À la fin de la même année, l'épouse de Romand commence elle aussi à se poser des questions: une amie dont le mari travaille à l'OMS mentionne un arbre de Noël sur leur lieu de travail. Or, son époux n'a jamais proposé d'y emmener ses enfants. Plus alarmant encore, la mère du faux médecin vient de recevoir un avis de découvert de plusieurs dizaines de milliers de francs de la part de sa banque.

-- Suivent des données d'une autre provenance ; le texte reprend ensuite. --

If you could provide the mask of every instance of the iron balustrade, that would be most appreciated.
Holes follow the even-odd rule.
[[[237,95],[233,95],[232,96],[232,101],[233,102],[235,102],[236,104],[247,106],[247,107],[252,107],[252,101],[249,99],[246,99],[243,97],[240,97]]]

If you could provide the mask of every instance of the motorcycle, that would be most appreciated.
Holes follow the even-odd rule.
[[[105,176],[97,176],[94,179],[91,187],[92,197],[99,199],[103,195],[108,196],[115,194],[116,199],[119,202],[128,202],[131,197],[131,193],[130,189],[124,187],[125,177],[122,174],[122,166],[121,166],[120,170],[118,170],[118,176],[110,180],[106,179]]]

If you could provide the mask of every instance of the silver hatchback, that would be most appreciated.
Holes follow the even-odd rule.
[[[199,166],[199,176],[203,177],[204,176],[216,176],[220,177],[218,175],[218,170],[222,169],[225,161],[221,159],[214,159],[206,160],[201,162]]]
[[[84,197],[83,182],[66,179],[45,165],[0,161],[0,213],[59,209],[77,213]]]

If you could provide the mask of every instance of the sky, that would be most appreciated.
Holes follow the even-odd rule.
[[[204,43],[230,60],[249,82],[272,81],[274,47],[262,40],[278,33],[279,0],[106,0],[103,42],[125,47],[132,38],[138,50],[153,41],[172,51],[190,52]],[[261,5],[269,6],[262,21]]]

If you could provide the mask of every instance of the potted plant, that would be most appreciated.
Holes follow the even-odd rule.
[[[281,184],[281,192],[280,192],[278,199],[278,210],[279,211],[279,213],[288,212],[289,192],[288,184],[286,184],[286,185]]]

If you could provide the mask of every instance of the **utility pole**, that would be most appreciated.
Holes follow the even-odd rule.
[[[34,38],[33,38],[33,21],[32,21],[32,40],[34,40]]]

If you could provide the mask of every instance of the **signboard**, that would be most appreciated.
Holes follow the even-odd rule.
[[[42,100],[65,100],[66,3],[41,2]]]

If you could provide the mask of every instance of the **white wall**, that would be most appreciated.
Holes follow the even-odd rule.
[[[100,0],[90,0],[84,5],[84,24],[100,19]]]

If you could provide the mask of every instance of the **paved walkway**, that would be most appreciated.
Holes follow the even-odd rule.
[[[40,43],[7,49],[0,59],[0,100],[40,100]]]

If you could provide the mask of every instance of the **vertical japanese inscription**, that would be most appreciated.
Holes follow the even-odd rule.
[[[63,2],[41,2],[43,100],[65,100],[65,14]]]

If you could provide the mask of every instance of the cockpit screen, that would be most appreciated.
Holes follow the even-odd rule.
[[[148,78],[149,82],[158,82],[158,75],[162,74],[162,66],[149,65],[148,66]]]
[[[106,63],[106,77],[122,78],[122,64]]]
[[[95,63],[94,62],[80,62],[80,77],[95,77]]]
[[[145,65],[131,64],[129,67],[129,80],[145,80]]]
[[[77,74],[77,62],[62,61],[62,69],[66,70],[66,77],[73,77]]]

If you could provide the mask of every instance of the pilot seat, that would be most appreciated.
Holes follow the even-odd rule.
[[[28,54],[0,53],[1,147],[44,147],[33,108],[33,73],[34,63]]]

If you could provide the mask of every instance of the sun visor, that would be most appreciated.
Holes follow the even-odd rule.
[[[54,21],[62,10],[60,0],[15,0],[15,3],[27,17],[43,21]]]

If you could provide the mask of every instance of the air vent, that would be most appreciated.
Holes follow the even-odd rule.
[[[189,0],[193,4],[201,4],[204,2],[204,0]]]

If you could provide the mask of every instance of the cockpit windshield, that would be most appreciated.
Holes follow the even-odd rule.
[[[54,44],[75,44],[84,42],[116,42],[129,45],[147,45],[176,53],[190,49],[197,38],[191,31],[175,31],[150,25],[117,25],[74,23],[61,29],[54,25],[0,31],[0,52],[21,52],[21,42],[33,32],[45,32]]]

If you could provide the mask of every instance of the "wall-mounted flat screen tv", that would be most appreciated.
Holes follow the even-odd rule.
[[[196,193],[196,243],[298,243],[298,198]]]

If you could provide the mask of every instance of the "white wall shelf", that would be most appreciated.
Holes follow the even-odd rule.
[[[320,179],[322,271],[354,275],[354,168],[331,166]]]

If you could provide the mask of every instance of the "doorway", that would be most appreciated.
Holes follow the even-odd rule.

Au coeur des soupçons, Jean-Claude Romand planifie la seule sortie de crise possible à ses yeux. Une semaine avant le quintuple meurtre, il part acheter des cartouches de carabine et un silencieux, ainsi que des barbituriques et des bidons d'essence.
Quintuple meurtre
Le 9 janvier 1993 au matin, le faux médecin de 38 ans se saisit d'un rouleau à pâtisserie avec lequel il tue son épouse Florence, dont il place le corps dans le lit conjugal. Il assoit ensuite ses deux enfants, Antoine et Caroline, sur le canapé du salon, regarde un temps Les trois petits cochons, assis entre les deux.
"Je savais, après avoir tué Florence, que j'allais tuer aussi Antoine et Caroline et que ce moment, devant la télévision, était le dernier que nous passions ensemble. Je les ai câlinés", dira-t-il lors de son procès.
Il demande à sa fille de monter dans sa chambre afin qu'il prenne sa température, prétextant la trouver un peu chaude. Là, il dit à la fillette de s'allonger sur le dos, place un coussin sur sa tête et tire à la carabine. Il procède de la même manière avec Antoine, et remonte la couette sur le corps de ses enfants.
Ce triple meurtre ne met pas pour autant fin à sa folie criminelle: il part ensuite en voiture jusqu'au domicile de ses parents, à 60 kilomètres de là dans le Jura, et leur tire dessus avec la même carabine. Il tentera également de tuer sa maîtresse avant d'avoir finalement pitié d'elle. Il la ramène chez elle et lui demande de ne rien dire.
"J"ai tué tous ceux que j'aime, mais je suis enfin moi"
Le reste de la journée, Romand le passe chez lui, devant la télévision. Le soir, il finit par asperger d'essence la maison et les cadavre, avale un barbiturique, met le feu au domicile puis s'allonge à côté de son épouse.
En arrivant, les pompiers le trouvent inconscient et le conduisent à l'hôpital. Une fois sorti du coma, il prend conscience "que ce n'était pas comme d'habitude, que ce n'était pas un mensonge, qu’[il] avait vraiment tué", comme le relate Le Monde.
Son procès s'ouvre en juin 1996. La presse et le public se précipitent aux assises de l'Ain pour découvrir le visage du faux médecin et tenter de percer à jour sa réelle identité.
"J'ai tué tous ceux que j'aime, mais je suis enfin moi", lance-t-il à la barre à cette occasion.
Condamné à la réclusion criminelle à perpétuité avec une peine de sûreté de 22 ans, Jean-Claude Romand a finalement obtenu sa libération pour bonne conduite en juin 2019. Depuis, il semble qu'il vit dans une abbaye dans l'Indre, sous liberté conditionnelle.